Nickel and Dimed revisited and the effect of attitude

If you read my review on Nickel and Dimed, you know that I didn’t like it. This book, written by Barbara Ehrenreich, discusses her experiment of living as an “unskilled worker” and trying to make ends meet. I felt that the author went into her experiment with the goal of proving her hypothesis that essentially the system keeps people in poverty. This “begging the question” led her to avoid opportunities that would have helped her situation. Most notably, she doesn’t even take the advice of her co-workers and maintains a condescending, defeatist attitude throughout the book.

I started reading her newer book, Bait and Switch, which claims to expose the middle-class working world. But I felt it was more of the same; assuming that it’s impossible to get a job and not getting it. Assuming all career help resources are rip-offs and getting ripped off. Too much pontification and too little unbiased investigation.
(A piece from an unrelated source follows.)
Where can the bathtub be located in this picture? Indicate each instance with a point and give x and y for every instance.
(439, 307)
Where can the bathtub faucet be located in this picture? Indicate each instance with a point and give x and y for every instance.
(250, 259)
So these books got me thinking: maybe when people tell us that that your attitude is 90% of the battle, they are correct. If you go into anything expecting to have a bad time, you most likely will. Your brain harps on whatever negative it can find: you’re tired, the movie will be bad, dinner service will be slow and so on.

The opposite applies too. If you go to a bad movie expecting it to be bad and expecting to have fun laughing at it, you’ll probably have fun.
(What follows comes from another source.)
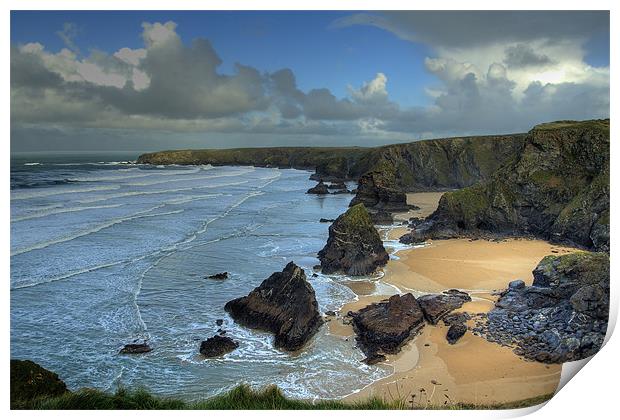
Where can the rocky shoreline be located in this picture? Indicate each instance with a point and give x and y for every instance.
(551, 183)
I came across this story about a guy named Adam Shepard who tested the “American Dream”. He started with what he was wearing and $25. By the end of ten months he had an apartment, car, and saved almost $5000.

Obviously, he had a very different outcome than Ehrenreich. One thing that is evident is that Shepard that a very different attitude. His premise is that you can work your way up from poverty and that’s seems to be what he achieved. In fact, he set out to “disprove” Ehrenreich’s book.

So what were the differences between Ehrenreich and Shepard? Until I read Shepard’s book, I can only guess. But it seems like the major difference was their attitude. Of course, their gender and age are different. But, I’m not sure how much of a difference this would have made.

There are lots of similarities: both of them had an escape hatch (a “real life” they could fall back too), both have college education, and so on.

Of course, the big question is: why do some people get stuck in poverty? It surely can’t all be attitude; presumably there is some degree of luck, health, and circumstances. Obviously being a young man with a college education helped Shepard a lot.

I added this book on the list of things to read. I’ll let you know what I think when I get around to reading it!